Dancing at Phi Alpha Kappa in 1936

“When a Grand Rapids Press article reported on a fraternity house homecoming dance at the University of Michigan, it named six of the church’s young people as participants. The consistory immediately dispatched two elders to Ann Arbor to investigate this public blot on the congregration’s [Neland Avenue Christian Reformed Church] reputation. Their report the next week at two special consistory meetings, held four days apart, yielded absolutions for four of the young people, confessions of wrong-doing by two others, and a warning against worldliness to the congregation. The episode kindled [Rev. H. J.] Kuiper’s and Neland’s interest in matters at the state’s premier university sufficiently that the consistory submitted an overture to the next classes meeting asking the classes to request the Phi Alpha Kappa fraternity not to schedule dances and to cease the practice of hazing, since so many Christian Reformed young men were members, and since these practices militated against the values of the Ann Arbor Chapel.” – James A. DeJong, Henry J. Kuiper, Shaping the Christian Reformed Church, 1907-1962, p. 73-74.

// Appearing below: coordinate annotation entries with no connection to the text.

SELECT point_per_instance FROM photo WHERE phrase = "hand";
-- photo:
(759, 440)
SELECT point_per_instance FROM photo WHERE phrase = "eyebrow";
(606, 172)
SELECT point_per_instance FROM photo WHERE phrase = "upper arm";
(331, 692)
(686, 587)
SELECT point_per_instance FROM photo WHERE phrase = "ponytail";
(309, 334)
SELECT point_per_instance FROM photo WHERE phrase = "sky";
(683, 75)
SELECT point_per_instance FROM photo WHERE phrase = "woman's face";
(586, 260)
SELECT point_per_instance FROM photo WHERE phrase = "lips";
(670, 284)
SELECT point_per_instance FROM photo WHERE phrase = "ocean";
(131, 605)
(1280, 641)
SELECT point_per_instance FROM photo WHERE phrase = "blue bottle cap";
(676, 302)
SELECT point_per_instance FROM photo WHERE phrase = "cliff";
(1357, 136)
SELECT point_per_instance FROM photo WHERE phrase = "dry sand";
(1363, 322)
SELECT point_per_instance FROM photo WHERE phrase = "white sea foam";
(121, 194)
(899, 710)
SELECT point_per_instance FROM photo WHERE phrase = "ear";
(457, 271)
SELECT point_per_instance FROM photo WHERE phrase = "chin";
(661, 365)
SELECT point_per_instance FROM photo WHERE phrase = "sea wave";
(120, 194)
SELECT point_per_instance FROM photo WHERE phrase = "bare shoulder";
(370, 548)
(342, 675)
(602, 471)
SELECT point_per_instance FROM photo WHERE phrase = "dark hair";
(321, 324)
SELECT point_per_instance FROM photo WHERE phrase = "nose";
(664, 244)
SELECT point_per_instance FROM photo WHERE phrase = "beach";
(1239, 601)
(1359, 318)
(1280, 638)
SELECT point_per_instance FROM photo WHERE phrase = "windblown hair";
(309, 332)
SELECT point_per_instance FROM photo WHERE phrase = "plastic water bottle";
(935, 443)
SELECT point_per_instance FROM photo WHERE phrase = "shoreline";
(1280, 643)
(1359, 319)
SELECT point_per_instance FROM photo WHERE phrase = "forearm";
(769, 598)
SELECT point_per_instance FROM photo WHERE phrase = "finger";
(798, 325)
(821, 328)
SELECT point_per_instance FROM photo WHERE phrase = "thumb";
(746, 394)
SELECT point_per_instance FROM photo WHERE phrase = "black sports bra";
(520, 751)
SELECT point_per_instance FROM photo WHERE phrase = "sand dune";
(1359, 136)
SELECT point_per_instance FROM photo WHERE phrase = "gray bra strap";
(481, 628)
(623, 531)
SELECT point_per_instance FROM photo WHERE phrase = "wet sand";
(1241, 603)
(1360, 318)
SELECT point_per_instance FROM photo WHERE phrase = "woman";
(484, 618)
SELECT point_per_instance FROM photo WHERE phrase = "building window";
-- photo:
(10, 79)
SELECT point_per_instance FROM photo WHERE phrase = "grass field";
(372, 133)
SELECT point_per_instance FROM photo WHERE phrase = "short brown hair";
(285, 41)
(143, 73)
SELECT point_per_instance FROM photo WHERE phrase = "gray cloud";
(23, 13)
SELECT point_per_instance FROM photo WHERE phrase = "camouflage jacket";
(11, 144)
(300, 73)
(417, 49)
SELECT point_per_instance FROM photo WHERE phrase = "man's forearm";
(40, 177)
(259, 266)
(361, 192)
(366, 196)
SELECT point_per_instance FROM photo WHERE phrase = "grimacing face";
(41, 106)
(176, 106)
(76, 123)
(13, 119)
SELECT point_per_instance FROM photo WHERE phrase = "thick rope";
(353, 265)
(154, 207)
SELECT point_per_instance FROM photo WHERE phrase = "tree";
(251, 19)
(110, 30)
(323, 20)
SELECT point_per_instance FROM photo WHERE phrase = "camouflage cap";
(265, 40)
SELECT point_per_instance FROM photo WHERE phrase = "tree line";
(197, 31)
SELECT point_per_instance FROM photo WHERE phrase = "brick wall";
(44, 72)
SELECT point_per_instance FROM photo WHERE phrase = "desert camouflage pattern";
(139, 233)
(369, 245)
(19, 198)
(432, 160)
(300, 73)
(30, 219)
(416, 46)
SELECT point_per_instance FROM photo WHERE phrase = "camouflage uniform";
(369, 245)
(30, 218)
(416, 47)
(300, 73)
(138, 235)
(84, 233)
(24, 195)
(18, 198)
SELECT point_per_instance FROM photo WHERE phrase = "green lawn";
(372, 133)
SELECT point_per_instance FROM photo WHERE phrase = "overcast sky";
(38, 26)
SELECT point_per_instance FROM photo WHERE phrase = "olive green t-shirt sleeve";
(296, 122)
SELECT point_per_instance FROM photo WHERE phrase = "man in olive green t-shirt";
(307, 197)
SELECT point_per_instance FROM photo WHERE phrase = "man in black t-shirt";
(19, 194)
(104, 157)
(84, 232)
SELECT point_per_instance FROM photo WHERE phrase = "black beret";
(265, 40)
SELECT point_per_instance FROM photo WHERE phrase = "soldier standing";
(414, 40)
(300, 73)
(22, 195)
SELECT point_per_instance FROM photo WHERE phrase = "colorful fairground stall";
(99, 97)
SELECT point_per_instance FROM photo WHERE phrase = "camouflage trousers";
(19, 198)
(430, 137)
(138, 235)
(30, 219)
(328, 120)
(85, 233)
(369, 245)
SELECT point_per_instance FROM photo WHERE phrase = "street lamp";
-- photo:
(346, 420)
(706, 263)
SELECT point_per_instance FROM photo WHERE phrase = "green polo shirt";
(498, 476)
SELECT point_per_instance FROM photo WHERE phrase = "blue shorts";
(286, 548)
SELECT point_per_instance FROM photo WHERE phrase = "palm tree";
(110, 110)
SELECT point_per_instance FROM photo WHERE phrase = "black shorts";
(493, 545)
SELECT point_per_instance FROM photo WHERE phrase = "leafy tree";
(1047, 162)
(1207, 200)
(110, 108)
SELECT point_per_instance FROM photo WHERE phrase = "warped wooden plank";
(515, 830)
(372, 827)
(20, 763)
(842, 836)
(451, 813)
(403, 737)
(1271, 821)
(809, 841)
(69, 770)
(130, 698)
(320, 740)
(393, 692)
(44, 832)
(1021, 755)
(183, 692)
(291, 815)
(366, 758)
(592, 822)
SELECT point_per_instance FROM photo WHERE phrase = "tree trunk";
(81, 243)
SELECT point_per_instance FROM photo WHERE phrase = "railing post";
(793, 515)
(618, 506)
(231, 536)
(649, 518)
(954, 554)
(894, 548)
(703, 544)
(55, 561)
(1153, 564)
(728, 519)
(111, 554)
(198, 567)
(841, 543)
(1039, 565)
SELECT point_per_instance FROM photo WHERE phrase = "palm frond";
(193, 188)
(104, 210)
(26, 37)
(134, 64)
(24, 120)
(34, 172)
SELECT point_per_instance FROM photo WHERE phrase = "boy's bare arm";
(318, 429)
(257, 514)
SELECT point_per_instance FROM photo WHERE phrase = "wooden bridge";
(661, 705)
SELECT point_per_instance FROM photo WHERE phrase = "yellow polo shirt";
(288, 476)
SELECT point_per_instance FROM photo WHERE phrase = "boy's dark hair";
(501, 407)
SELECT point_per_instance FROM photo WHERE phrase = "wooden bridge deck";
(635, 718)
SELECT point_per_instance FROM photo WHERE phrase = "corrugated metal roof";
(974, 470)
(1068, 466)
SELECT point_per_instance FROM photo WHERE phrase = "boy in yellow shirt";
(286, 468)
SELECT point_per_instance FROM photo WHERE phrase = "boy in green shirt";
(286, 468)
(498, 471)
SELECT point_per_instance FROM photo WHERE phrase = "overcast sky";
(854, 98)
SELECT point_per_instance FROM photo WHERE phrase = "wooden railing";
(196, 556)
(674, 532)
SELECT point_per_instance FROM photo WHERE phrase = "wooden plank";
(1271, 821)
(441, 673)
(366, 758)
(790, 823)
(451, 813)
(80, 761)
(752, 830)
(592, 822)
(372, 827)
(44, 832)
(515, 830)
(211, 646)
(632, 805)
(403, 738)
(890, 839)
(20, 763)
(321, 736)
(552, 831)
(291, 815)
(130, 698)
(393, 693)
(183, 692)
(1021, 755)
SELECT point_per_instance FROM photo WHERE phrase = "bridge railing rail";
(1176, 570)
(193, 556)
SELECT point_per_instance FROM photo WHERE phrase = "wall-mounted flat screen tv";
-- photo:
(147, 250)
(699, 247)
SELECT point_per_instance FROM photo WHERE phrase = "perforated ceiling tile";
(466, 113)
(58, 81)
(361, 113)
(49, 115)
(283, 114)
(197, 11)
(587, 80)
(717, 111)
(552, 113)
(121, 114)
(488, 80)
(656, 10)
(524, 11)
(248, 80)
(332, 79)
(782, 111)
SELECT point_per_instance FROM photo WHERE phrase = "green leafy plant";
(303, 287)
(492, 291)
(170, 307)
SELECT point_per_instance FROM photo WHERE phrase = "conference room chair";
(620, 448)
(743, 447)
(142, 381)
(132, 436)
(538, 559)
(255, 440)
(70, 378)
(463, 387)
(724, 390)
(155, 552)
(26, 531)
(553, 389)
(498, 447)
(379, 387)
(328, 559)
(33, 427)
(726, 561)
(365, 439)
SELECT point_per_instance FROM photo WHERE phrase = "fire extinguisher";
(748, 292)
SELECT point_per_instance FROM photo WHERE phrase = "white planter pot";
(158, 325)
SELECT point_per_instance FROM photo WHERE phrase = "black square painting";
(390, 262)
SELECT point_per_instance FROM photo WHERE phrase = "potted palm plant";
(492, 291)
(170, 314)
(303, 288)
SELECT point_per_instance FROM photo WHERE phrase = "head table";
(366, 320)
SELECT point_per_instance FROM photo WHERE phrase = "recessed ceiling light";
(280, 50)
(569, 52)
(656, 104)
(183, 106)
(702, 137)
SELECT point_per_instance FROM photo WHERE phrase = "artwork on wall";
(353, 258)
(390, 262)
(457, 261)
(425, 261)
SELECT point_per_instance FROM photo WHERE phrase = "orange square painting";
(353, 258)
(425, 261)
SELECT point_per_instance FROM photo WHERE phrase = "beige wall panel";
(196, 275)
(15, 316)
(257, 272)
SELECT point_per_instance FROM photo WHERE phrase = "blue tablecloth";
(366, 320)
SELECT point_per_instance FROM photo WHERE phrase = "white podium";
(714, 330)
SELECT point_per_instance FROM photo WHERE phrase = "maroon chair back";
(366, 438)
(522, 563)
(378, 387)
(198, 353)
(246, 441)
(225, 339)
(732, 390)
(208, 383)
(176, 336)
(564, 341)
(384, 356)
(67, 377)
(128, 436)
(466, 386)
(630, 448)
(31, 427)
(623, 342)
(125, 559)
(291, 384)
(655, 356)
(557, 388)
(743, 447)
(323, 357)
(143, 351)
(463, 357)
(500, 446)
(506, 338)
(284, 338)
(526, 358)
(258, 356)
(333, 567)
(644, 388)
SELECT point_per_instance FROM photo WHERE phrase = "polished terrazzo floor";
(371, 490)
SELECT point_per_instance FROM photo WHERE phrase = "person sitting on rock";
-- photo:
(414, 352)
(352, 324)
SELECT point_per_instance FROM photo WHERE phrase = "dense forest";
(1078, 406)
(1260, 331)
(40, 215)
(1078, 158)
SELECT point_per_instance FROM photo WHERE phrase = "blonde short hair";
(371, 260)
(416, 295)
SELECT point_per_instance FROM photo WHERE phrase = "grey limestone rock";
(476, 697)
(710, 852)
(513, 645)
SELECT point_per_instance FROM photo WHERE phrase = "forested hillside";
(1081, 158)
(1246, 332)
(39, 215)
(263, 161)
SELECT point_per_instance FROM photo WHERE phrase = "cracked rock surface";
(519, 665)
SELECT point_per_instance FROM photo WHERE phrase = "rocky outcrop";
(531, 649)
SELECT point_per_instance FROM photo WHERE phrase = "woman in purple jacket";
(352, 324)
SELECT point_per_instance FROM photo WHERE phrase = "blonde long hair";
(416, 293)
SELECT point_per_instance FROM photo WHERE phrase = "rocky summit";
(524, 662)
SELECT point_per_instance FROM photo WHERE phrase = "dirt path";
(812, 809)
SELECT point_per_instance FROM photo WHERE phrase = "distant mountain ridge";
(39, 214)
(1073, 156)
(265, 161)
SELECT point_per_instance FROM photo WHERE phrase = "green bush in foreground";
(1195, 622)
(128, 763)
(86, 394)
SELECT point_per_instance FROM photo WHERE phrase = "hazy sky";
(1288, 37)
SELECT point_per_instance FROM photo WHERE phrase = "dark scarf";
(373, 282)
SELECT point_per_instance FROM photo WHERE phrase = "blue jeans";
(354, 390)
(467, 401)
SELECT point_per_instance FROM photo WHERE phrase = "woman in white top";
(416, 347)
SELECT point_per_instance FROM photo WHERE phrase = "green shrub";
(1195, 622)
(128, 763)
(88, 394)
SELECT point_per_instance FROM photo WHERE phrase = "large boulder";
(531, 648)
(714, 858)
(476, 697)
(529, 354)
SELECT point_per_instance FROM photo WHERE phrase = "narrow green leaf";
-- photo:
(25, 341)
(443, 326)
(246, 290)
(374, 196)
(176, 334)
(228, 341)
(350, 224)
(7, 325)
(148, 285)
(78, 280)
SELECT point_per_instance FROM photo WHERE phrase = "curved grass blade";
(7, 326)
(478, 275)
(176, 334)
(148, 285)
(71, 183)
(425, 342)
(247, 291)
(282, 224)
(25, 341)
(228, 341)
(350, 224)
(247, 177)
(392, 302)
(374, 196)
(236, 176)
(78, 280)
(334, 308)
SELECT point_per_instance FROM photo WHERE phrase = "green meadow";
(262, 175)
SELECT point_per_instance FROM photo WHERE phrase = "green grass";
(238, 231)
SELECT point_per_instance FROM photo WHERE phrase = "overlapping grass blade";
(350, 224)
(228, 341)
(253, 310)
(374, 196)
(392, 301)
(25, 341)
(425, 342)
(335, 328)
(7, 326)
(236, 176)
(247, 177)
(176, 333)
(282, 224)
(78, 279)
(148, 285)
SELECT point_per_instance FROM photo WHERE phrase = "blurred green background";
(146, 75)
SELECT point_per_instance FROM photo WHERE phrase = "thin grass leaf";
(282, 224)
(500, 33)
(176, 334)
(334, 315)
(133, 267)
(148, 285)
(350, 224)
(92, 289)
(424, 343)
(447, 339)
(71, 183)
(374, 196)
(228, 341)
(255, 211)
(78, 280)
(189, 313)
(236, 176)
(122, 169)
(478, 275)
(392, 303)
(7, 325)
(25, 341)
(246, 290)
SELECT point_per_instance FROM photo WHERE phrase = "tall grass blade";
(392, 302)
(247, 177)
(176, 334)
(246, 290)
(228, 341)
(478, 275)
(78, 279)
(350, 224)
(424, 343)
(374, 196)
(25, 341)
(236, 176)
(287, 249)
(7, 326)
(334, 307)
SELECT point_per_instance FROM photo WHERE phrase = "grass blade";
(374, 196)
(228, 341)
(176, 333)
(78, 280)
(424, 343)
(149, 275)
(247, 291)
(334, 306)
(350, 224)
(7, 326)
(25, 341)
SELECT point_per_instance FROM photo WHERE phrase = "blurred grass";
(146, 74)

This is the first time I’ve come across a reference in a book to my college fraternity, Phi Alpha Kappa. In 1936 the fraternity would have been only 7 years into its existence, as I recall it began in 1929, taking its name after the first letters of “Fellowship of Alumni of Calvin [College]” where many of the members had previously studied. By the time I lived in the house [2002-2004] there was no concern at the Christian fraternity about the worldliness of dancing. We managed, to my knowledge, not to have alcohol, but only a keg of root beer. One party brought in about 500 people, if I remember correctly. And while the parties themselves remained well-regulated, in a fit of youthful exuberance I joined (or instigated) a few of my brothers in soaping ourselves up and sliding for distance across the great room floor on our chests during late-night mopping of the dance floor. It is a good thing that didn’t make the Grand Rapids Press.